My overcrowded office shelves include one bookcase full of screenplay books and another couple of shelves of A4-printed ones. I used to collect them because I used to read them. A lot. I would read a script and make a note of whether I liked it: just a simple note to come back to reread this one some time or to avoid that writer forever. I remember that I read over a thousand before I stopped bothering to make those notes but of course I carried on reading.
Only, what used to be a habitual purchase has become a rare one because there are dramatically fewer scripts and screenplays published any more. That’s entirely because so very many more are released online. Not only is that cheaper and easier than buying bookcases full of the things, it also has unmatched advantage that the scripts look the way they should.
Books always alter them. At best it’s in order to cram more words on the page and therefore have fewer pages. At worst it’s not the script, it’s a transcript. Admittedly that one is a problem online too: there are people who will write down every word said in a film and call it the script. I can’t knock anyone being dedicated to words but some will do it as an unbroken stream of dialogue without any regard to even which character is saying which sentence. Madness.
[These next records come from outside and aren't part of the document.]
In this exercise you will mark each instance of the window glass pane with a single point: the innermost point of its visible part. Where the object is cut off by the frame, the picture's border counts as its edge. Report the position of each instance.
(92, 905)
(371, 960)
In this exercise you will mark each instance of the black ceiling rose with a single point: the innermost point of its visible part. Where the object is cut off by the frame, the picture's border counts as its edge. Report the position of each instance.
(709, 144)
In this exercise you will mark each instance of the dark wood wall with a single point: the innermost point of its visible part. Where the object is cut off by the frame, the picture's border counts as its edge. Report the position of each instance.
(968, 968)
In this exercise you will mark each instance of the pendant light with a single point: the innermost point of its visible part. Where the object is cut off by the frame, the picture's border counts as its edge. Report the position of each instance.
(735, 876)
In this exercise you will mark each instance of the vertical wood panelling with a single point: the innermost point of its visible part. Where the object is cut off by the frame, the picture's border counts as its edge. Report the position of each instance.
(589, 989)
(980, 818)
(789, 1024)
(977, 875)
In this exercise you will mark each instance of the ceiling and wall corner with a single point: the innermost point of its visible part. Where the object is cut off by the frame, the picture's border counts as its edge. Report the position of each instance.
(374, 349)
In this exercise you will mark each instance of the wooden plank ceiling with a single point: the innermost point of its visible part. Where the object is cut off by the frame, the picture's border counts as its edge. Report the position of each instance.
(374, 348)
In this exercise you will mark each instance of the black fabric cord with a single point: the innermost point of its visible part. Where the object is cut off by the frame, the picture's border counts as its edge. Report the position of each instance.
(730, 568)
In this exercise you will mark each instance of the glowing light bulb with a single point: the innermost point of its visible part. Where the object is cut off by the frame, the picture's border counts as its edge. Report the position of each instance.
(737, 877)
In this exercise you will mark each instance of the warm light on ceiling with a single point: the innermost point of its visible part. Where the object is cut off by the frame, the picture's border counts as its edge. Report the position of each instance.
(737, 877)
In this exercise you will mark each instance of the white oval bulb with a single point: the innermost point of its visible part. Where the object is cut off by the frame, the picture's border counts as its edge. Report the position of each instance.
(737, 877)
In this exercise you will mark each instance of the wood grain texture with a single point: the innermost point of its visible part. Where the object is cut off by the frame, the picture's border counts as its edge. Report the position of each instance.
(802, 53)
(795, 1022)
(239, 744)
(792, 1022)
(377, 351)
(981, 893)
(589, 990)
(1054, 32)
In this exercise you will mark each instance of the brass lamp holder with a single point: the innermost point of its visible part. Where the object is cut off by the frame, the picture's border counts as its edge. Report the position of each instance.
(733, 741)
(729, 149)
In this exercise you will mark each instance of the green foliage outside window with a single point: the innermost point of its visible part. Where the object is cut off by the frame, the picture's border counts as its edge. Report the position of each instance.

Yet you learn to avoid those and you learn where there are real scripts. Only, maybe because it’s now easy and maybe because there are so many available to choose from, I realised that I stopped reading scripts.
Not entirely. I can think of 300 or 400 TV episodes I’ve read. And it’s always faster to read a screenplay than to see a film so when I was curious about Aaron Sorkin’s Steve Jobs movie but not quite curious enough to see it, I read that. Then for instance I liked the sound of (500) Days of Summer by Scott Neustadter and Michael H Weber so I read that.
Curiously, I later enjoyed the film (500) Days of Summer more than most people I know who didn’t read the script. And I enjoyed Sorkin’s Steve Jobs screenplay more than the film when it finally turned up on Netflix the other day.
Still, overall, the trend was against me reading scripts – though I ran to get the screenplay to Arrival by Eric Heisserer as soon as I left the cinema – and as someone who counts himself as a scriptwriter, this isn’t brilliant.
So when Hayley McKenzie’s Script Angel firm ran a guest blog recommending we read one script a day, I was ready to hear that suggestion.
I read that blog on 22 December and from 23 December, I’ve read a script every day. The blog is right. I’m thinking in script form again. But I’m also just enjoying it. Because I’ve made it a daily task – it is actually there on my OmniFocus app To Do list every day – then I tell myself it’s work and for the short time it takes me to read a script, I seem to allow myself to be fully into it. Concentrating and yet also relaxing.
Today’s was Give Me a Ring Sometime, the pilot to Cheers by Glen and Les Charles. I tell you, television pilots are surely the hardest scripts to write and I knew that Cheers had one of the absolute best. I’ve seen that pilot episode many times but I haven’t read it before. And just like its spinoff Frasier, arguably the finest pilot script there is, seeing it on the page makes you appreciate it more.
It also makes you appreciate editing. I know Frasier was cut down to fit its ridiculously short on-air time and I’ve always seen that the pilot script was actually improved by the cutting. Now I know that Cheers, such a familiar piece of television to me, was also cut down. One entire character dropped completely and I think rightly.
Excuse me while I go watch the episode to see if there’s any sign of her. Yep. Once you know this woman had a significant role you can’t miss her. But that entire role is gone and I’m off pondering how her absence alters the tone, the pace, the humour. I’m also pondering how that actor felt, but that’s less because I’m a writer, more because I’m human.
Anyway, I’ll be back reading scripts tomorrow. If you’re into film scripts, by the way, bookmark the Daily Script and Simply Scripts. Neither is the best-designed site and in the latter you have to hunt to avoid unproduced scripts by fans.
If you’re into TV, you can get many scripts on both of those sites but by far the best resource is one called just TV Writing. I adore that one.